I welcome this additional funding. However, there are a couple of provisos. Firstly, this ‘additional’ money comes after significant cuts of around 10% every year to music education funding over the last few years. This additional money still means that music education funding is woefully short of where it was when this Government came to office.
Secondly, the spectre of significant reductions in Local Authority funding for music education still remains given the ongoing consultation into the Educational Services Grant. I wrote about this back in April yet the Government have still given no assurances that music education services will remain a core part of this grant. The potential loses to music education as Local Authorities withdraw their support will make this ‘additional’ £17m pale into insignificance. As many of us know, across the breadth of our country, music services are shutting or restructuring as their core funding from Local Authorities diminishes year by year.
UPDATE: See my recent post about another announcement today (22/7/14) through a ministerial statement by David Laws. Local Authorities will retain the right to use ESG funding for music education should they so wish.
You might call me naive, but I think the crux of the argument is this.

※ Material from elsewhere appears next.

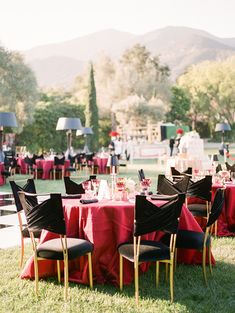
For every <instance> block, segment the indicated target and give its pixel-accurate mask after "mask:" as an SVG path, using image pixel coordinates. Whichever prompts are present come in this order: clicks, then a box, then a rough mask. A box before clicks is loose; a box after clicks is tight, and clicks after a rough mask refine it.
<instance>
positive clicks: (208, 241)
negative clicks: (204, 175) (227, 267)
mask: <svg viewBox="0 0 235 313" xmlns="http://www.w3.org/2000/svg"><path fill="white" fill-rule="evenodd" d="M223 205H224V189H222V188H219V189H217V191H216V194H215V198H214V201H213V204H212V207H211V210H210V212H209V215H208V221H207V225H206V230H205V232H195V231H190V230H178V234H177V240H176V254H177V249H178V248H183V249H195V250H200V251H202V269H203V276H204V280H205V283H206V284H207V276H206V255H207V253H208V263H209V268H210V272H211V273H212V264H211V234H212V232H213V226H214V225H215V223H216V221H217V219H218V218H219V216H220V214H221V212H222V209H223Z"/></svg>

During the forthcoming election campaign, the Government can now say they have increased funding for music education (whilst in reality, over the whole term, they have decreased it).
The Government can now also blame Local Authorities for cutting music education funding and still maintain that they have supported it fully through this ‘increase’ in funding for music education hubs.
As usual, Tories cut and cut, privatise and then blame others when things go wrong. It’s pretty cynical but there you go.